No era el triunfo de una idea, sino la rendición paulatina de una estrategia derrotada. Y, sin embargo, el eco de aquella historia no se agota en el pasado. Con un Gobierno cercado por sus propias dificultades y un horizonte político que se estrecha de semana en semana, también sus aliados más leales empiezan a mover sus piezas.

Bildu, sostén decisivo de esa aritmética precaria, sabe que unas elecciones generales cada vez más cercanas pueden alterar por completo el tablero. Y por eso vuelve a proyectarse, al fondo de esta historia, la sombra de una negociación: no para reparar el daño ni para honrar a las víctimas, sino para procurar una salida a quien durante demasiados años fue uno de los principales jefes políticos del terror: Josu Ternera.
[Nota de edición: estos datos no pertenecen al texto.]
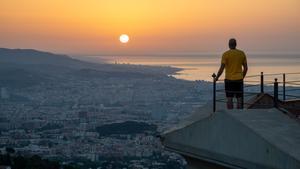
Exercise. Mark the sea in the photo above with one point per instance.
(202, 66)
A veces la historia no se resuelve con un golpe de efecto, sino con la perseverancia callada de quienes sostienen durante años el hilo de una búsqueda. Y quizá por eso, cuando hoy su nombre vuelve a ocupar titulares, uno no siente alivio ni victoria, sino el peso intacto de lo que permanece: la memoria de los que ya no están, la deuda que nunca prescribe con las víctimas y la certeza de que la justicia, incluso cuando llega tarde, sigue siendo una forma de dignidad. Porque hay crímenes que no caducan en la conciencia de un país, y hay nombres que solo deberían regresar para responder ante la memoria de los muertos y ante la justicia de los vivos.